President George Bush in Houston: It is a desire written in the human heart.
President Bush: In the words of the prophet Isaiah, "Lift your eyes and look to the heavens."President Bush at National Prayer Breakfast: The Almighty God is a God to everybody.
KIM LAWTON: There were times this past week when President Bush sounded more like a preacher than a politician.
President Bush at National Prayer Breakfast: Events aren't moved by blind change and chance. Behind all of life and all of history, there's a dedication and purpose, set by the hand of a just and faithful God.
Dr. ELAINE PAGELS (Religion Professor, Princeton University): Other presidents certainly have used biblical language. But in recent memory, I cannot think of anyone who has used the language in the way that this man has.
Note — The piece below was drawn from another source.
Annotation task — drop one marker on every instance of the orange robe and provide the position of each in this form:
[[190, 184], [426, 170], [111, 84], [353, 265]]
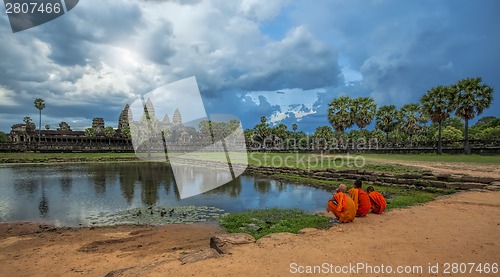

LAWTON: Bush -- who describes himself as a born-again Methodist -- works with a team of speechwriters, headed by Michael Gerson, an evangelical Christian. Bush's speeches frequently reflect his religious beliefs, something that has garnered praise -- and provoked criticism.
Religion Professor Elaine Pagels is among those concerned.
Dr. PAGELS: Many people think that religion is essentially benign. But religion has also been, as we know in the history of humankind, enormously divisive as well. It can reinforce divisions; It can demonize the opposition. It can imply that anyone who is not Christian, much less evangelical, is not a real American.
RICHARD CIZIK (National Association of Evangelicals): Americans not only expect this language of their presidents, but they respect it. This is a nation with a soul of a church. This is religious language for a religious people, and Americans are comfortable with it.
LAWTON: Bush is following a long Presidential tradition of public religious speech.
Professor STEVE TIPTON (Emory University): This kind of civil religious rhetoric can and should be not just biblical in resonance and cadence, but not specific to this or that denomination or even faith tradition. There is an effort, certainly, in Mike Gerson's writing to make this kind of unifying embrace rather than to say explicitly "Christ Jesus." But there are these evangelical resonances.
LAWTON: Sometimes Bush's religious references can be subtle.


Prof. TIPTON: There are real differences in occasion, and one of the things that's most revealing about religion in public or religious language and moral rhetoric from the public pulpit -- and particularly from the presidential podium -- is: what is the occasion?